MPI jit usage #564

mclarsen · 2020-06-20T22:03:30Z

mclarsen
Jun 20, 2020

I have an mpi program that needs to JIT compile kernels at runtime, and I am wondering about some of the logistics. Do I need to worry about all ranks compiling the same kernel? I assume that I would only want a single rank to compile the kernel, and have all the other ranks use it.

dmed256 · 2020-06-20T22:43:29Z

dmed256
Jun 20, 2020
Maintainer

Good question. There are a few ways to avoid this issue:

NFS (Network File System)

If you are in one node or have some NFS directory, you can set the OCCA_CACHE_DIR environment variable there. We use directory-based locks to avoid process-based race conditions.

The downside to this is that multiple MPI ranks could potentially be waiting for 1 rank to finish compiling the kernel

Warmup

You could also compile all the kernels you need before hand and ship them to the rank directories (NFS doesn't matter, as long as the binaries are available in the machine).

Other things we've thought about but haven't implemented yet

CLI

We've thrown an idea around of being able to record kernels that get compiled and use the ./bin/occa CLI to make it easy to pre-compile kernel.

Async builds

Right now buildKernel is a synchronous process even though it could be done in the background. In this case we would have kernel calls block if the kernel hasn't finished compiling. This would let MPI ranks "compete" to compile certain kernels without blocking the main thread in each rank.

0 replies

mclarsen · 2020-06-20T23:01:34Z

mclarsen
Jun 20, 2020
Author

In my use case, I won't know what the kernel is until runtime, but it will likely be the same kernel over and over. I also don't care too much about ranks waiting for the compilation, since hopefully this happens only the first time its created. I have crashed entire file systems writing many very small files from all ranks, and, of course for other reasons. I will have a parallel file system, so I guess I would go with the first option.

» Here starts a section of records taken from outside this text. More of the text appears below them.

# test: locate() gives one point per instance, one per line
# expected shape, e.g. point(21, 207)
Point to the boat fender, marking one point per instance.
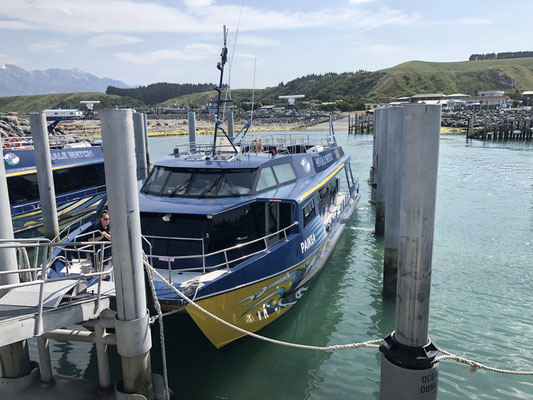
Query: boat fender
point(307, 243)
point(133, 337)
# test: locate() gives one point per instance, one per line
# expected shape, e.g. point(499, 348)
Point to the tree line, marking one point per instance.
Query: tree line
point(159, 92)
point(501, 56)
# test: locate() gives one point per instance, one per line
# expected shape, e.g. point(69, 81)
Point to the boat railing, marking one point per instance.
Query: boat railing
point(55, 141)
point(69, 197)
point(38, 271)
point(173, 260)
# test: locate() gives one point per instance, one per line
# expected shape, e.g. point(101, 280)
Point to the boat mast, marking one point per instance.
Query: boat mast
point(218, 121)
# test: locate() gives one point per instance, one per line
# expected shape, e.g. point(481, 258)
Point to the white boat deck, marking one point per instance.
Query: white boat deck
point(19, 310)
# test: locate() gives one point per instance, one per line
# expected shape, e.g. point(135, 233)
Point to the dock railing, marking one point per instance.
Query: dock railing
point(45, 255)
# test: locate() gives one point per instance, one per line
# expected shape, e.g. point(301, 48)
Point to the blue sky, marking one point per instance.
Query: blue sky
point(142, 42)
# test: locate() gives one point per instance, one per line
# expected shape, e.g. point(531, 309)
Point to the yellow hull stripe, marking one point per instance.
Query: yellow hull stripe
point(34, 171)
point(244, 307)
point(309, 192)
point(59, 213)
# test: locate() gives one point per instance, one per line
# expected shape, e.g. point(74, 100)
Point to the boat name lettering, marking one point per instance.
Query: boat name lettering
point(71, 154)
point(323, 160)
point(308, 243)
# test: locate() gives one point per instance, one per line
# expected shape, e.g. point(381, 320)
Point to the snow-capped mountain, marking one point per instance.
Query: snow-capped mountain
point(16, 81)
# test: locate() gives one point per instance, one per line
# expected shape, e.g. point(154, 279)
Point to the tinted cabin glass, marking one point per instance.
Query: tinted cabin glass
point(266, 179)
point(204, 184)
point(24, 187)
point(171, 182)
point(237, 181)
point(284, 172)
point(309, 212)
point(238, 226)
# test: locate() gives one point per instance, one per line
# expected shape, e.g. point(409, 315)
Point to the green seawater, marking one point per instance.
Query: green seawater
point(481, 296)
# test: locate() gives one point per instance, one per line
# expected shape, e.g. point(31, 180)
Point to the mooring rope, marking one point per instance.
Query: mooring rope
point(474, 365)
point(370, 343)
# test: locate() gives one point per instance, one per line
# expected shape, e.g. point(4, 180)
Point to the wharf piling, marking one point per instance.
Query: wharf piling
point(45, 178)
point(382, 130)
point(14, 357)
point(141, 139)
point(392, 200)
point(408, 367)
point(132, 320)
point(192, 130)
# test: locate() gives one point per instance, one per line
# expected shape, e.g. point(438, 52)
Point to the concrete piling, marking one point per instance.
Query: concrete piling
point(392, 200)
point(408, 367)
point(14, 358)
point(140, 145)
point(192, 131)
point(132, 321)
point(45, 177)
point(382, 115)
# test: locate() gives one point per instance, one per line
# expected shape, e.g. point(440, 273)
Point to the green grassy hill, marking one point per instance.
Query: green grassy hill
point(26, 104)
point(510, 75)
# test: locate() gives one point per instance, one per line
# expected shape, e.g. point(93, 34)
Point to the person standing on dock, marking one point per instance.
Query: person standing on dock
point(104, 228)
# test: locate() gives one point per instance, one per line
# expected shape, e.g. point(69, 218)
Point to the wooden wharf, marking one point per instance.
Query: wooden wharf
point(360, 123)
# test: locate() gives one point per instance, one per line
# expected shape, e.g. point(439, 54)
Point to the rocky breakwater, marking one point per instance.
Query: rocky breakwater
point(14, 127)
point(459, 119)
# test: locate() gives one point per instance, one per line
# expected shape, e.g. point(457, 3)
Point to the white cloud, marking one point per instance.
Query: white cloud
point(191, 52)
point(49, 47)
point(108, 40)
point(197, 3)
point(14, 25)
point(102, 16)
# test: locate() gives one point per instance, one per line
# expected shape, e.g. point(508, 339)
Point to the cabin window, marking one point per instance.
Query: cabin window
point(284, 172)
point(204, 184)
point(174, 234)
point(24, 188)
point(238, 226)
point(266, 179)
point(165, 181)
point(309, 212)
point(236, 183)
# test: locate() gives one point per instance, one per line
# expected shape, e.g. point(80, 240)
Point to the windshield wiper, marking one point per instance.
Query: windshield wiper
point(210, 186)
point(184, 184)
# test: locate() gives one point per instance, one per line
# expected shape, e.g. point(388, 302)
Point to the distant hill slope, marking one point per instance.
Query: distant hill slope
point(16, 81)
point(26, 104)
point(510, 75)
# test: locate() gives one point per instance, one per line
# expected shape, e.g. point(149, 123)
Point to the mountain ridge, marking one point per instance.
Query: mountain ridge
point(16, 81)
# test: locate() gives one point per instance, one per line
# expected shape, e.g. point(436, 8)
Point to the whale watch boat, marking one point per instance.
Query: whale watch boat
point(242, 226)
point(78, 173)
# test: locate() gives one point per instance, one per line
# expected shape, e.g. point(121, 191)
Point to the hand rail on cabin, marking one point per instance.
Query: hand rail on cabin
point(47, 247)
point(171, 258)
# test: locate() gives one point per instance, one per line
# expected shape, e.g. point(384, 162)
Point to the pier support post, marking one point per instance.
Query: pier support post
point(392, 201)
point(408, 367)
point(231, 129)
point(381, 132)
point(372, 178)
point(140, 145)
point(132, 320)
point(14, 358)
point(192, 131)
point(45, 178)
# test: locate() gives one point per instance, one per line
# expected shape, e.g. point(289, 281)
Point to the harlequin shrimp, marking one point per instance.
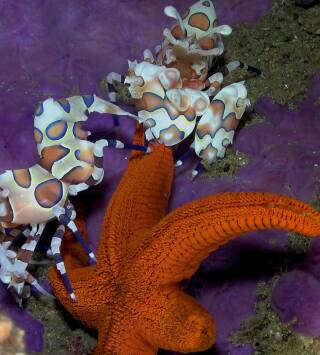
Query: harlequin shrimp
point(68, 164)
point(191, 46)
point(170, 113)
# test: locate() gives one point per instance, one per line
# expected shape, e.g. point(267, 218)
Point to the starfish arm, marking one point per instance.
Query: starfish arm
point(173, 320)
point(120, 337)
point(176, 246)
point(138, 204)
point(93, 292)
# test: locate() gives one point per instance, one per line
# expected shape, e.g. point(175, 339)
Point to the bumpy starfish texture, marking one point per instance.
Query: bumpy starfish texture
point(132, 296)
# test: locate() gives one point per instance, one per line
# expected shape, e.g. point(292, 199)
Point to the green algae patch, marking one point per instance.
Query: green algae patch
point(284, 44)
point(228, 166)
point(267, 334)
point(62, 334)
point(298, 243)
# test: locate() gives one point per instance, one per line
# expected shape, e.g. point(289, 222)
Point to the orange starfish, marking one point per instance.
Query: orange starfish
point(133, 295)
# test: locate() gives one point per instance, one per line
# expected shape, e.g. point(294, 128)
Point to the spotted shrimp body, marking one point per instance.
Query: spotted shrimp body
point(34, 196)
point(168, 114)
point(216, 128)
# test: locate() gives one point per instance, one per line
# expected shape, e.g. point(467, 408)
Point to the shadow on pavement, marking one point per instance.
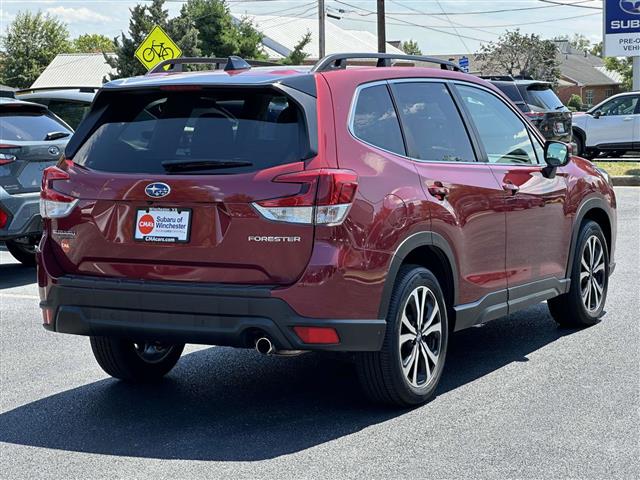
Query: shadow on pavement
point(16, 275)
point(234, 405)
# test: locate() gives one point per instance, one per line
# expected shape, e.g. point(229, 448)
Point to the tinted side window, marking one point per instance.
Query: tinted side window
point(70, 112)
point(502, 132)
point(620, 106)
point(432, 125)
point(375, 119)
point(28, 126)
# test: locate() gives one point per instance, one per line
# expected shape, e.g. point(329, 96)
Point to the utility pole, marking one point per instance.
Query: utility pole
point(382, 35)
point(321, 35)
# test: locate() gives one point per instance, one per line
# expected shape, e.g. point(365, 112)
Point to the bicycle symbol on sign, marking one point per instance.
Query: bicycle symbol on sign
point(157, 50)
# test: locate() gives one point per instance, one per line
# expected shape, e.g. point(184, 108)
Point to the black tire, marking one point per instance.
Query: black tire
point(381, 373)
point(24, 253)
point(126, 360)
point(570, 310)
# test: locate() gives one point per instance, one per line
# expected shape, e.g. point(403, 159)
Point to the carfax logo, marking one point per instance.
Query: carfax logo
point(146, 224)
point(157, 190)
point(632, 7)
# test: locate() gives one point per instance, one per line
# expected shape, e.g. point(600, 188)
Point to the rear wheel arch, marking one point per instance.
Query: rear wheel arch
point(595, 209)
point(431, 251)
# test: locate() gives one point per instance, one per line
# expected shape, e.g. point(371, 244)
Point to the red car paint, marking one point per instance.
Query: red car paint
point(506, 225)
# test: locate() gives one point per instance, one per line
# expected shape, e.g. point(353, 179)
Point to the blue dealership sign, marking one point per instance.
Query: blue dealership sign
point(622, 28)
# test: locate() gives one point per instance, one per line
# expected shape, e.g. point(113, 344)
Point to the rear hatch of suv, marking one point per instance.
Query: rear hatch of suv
point(166, 181)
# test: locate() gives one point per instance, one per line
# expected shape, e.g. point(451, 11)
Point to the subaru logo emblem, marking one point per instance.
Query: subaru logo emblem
point(157, 190)
point(630, 6)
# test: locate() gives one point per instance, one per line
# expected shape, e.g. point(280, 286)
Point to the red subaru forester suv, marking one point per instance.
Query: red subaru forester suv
point(371, 209)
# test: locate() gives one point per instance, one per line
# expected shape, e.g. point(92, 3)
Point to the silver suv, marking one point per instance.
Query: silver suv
point(31, 139)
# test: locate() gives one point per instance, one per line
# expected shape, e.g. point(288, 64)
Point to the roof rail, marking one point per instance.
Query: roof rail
point(338, 61)
point(230, 63)
point(498, 78)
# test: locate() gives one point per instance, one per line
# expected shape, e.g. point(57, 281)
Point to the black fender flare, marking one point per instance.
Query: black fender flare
point(417, 240)
point(586, 206)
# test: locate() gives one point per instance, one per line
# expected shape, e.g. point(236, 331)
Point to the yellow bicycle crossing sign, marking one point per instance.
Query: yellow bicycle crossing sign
point(157, 47)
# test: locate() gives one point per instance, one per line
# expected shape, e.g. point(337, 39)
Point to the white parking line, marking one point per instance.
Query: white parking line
point(19, 295)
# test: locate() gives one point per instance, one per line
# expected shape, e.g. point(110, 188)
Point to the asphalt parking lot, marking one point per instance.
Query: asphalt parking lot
point(519, 398)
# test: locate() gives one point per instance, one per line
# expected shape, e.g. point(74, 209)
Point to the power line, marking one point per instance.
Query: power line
point(417, 24)
point(482, 12)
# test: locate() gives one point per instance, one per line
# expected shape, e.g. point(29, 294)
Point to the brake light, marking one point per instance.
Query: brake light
point(55, 204)
point(325, 198)
point(3, 219)
point(326, 335)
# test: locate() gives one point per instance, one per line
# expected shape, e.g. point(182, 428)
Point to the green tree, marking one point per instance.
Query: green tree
point(93, 43)
point(410, 47)
point(520, 54)
point(30, 43)
point(143, 19)
point(297, 55)
point(623, 66)
point(219, 35)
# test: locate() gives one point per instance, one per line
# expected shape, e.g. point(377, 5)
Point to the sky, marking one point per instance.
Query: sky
point(439, 26)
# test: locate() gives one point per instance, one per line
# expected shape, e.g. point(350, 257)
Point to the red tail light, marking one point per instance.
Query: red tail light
point(325, 198)
point(326, 335)
point(3, 219)
point(54, 204)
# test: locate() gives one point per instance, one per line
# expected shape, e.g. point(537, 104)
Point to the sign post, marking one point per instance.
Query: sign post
point(622, 33)
point(156, 48)
point(463, 63)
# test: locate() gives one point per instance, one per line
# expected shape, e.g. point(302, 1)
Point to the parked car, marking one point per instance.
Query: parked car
point(540, 104)
point(70, 104)
point(372, 210)
point(612, 126)
point(31, 139)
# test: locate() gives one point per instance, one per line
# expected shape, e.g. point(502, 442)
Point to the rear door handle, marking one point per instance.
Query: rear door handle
point(438, 190)
point(510, 187)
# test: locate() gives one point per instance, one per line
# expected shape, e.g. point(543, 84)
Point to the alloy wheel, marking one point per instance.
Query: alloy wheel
point(420, 339)
point(152, 352)
point(592, 274)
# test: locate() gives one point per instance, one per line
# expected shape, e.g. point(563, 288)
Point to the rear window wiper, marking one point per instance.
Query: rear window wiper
point(56, 136)
point(182, 165)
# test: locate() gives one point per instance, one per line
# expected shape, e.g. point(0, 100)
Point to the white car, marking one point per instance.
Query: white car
point(612, 126)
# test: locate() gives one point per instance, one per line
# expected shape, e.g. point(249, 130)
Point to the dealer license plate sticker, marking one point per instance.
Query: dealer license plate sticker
point(162, 225)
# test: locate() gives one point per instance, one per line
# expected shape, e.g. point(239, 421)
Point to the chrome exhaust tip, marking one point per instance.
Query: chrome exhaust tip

Is the right way to go about this something like:

occa::kernel;
if(rank == 0)
{
  kernel = device.buildKernelFromString(str, "map");
}
MPI_Barrier(comm);

kernel = device.buildKernelFromString(str, "map");

0 replies

mclarsen · 2020-06-20T23:31:14Z

mclarsen
Jun 20, 2020
Author

In an ideal world, rank 0 be the only one compiling and reading in the kernel from disc. It would then broadcast "it" to all the other ranks. That said, i don't know how the sausage is made and if that would even work.

0 replies

dmed256 · 2020-06-20T23:33:51Z

dmed256
Jun 20, 2020
Maintainer

If you set the OCCA_CACHE_DIR to the parallel file system then you probably won't have to worry about adding that MPI_BARRIER

occa::kernel kernel = device.buildKernelFromString(str, "map");

Whichever rank first gets to the kernel compilation step first will create a lock file inside

${OCCA_CACHE_DIR}/locks/<kernel-hash>

The lock file acts as a barrier where other ranks will wait until the lock is gone and read the binary file once it shows up. If the lock-file takes too long (~20 sec), a different process will take over and compile the file.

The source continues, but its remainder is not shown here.